Vamos desmembrar essa resposta e explicá-la melhor. O conceito de déficit é muito simples: trata-se da diferença entre as receitas e despesas primárias, isto é, o resultado da subtração entre o que o Estado gera e gasta. As receitas primárias são formadas por tudo aquilo que o Estado gera com arrecadação, como impostos e repasses do governo federal; já as despesas primárias são aquelas contas diretas da administração pública, não só dos Poderes Executivo, Legislativo e Judiciário, mas também todo o arcabouço administrativo do Estado.

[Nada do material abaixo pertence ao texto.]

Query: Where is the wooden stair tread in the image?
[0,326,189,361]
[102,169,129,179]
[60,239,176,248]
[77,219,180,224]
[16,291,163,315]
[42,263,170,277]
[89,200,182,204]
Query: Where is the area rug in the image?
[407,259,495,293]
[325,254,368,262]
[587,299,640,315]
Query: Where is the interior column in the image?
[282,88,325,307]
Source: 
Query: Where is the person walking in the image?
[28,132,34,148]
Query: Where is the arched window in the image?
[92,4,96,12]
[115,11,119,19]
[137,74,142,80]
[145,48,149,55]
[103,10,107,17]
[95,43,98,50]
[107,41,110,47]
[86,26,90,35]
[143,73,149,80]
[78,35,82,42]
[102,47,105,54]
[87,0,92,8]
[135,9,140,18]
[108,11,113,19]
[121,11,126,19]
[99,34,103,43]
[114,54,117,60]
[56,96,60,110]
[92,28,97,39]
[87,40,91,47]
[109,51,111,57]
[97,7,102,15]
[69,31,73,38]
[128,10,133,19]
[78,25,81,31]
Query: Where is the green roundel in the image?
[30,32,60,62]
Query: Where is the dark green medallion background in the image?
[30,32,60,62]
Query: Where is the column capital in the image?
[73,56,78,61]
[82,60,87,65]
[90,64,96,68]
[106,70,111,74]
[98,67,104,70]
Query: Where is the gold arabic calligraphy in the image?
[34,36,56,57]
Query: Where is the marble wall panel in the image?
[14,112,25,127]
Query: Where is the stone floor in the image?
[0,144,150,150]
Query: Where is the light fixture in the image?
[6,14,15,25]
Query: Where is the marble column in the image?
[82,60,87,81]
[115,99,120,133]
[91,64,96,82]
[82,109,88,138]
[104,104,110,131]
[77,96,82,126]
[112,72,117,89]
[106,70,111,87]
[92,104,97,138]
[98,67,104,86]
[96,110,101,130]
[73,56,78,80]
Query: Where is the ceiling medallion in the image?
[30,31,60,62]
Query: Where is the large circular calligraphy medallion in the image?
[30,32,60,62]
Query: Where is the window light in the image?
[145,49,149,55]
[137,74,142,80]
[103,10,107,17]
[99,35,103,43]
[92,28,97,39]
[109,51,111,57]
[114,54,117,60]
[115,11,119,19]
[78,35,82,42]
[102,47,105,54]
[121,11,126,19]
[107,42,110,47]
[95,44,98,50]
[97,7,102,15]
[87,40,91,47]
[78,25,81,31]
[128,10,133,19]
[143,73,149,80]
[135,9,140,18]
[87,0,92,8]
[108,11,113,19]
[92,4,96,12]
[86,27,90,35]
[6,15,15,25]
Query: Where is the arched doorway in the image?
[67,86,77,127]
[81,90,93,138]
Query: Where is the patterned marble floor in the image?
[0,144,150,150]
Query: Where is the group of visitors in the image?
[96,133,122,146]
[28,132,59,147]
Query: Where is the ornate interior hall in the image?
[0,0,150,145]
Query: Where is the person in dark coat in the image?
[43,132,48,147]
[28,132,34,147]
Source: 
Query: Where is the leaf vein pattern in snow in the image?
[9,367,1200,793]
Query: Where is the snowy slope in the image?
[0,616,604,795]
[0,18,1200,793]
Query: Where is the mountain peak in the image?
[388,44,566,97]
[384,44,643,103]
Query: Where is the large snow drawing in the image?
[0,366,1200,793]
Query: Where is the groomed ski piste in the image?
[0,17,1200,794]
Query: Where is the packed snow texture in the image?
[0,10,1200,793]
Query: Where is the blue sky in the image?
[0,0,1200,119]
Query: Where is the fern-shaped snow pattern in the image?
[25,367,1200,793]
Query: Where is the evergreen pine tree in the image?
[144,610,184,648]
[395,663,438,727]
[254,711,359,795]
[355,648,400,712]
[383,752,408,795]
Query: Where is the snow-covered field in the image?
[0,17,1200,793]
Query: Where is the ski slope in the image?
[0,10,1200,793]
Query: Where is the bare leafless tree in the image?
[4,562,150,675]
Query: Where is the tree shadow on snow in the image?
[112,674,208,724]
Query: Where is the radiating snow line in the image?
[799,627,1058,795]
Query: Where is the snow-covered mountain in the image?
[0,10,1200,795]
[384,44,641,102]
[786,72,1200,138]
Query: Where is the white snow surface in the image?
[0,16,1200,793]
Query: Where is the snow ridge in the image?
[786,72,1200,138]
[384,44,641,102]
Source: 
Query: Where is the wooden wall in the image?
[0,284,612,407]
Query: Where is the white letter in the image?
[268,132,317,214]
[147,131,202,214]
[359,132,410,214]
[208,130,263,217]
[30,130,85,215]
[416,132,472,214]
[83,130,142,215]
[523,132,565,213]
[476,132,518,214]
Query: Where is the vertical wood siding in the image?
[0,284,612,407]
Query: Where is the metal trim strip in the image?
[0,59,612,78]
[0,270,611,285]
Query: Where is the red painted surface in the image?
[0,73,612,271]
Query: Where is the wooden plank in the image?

Esse déficit de pouco mais de R$ 440 milhões é primário, ou seja, não leva em consideração seus juros e correção monetária. Logo, faz parte de um desequilíbrio maior. Trata-se do déficit operacional, que leva em consideração todos os acréscimos tanto de receita quanto de despesa, como investimentos e outras receitas extraordinárias, de outros órgãos, operações de crédito etc. “É quase ter uma visão completa do caixa do Estado: quanto o Estado paga de dívida, quanto toma de empréstimo, quanto há de receita e despesa”, explica Ana Carla. Em 2014, esse descompasso no balanço do orçamento foi de aproximadamente R$ 1,3 bilhão. Neste ano, ele continuará considerável, embora razoavelmente menor.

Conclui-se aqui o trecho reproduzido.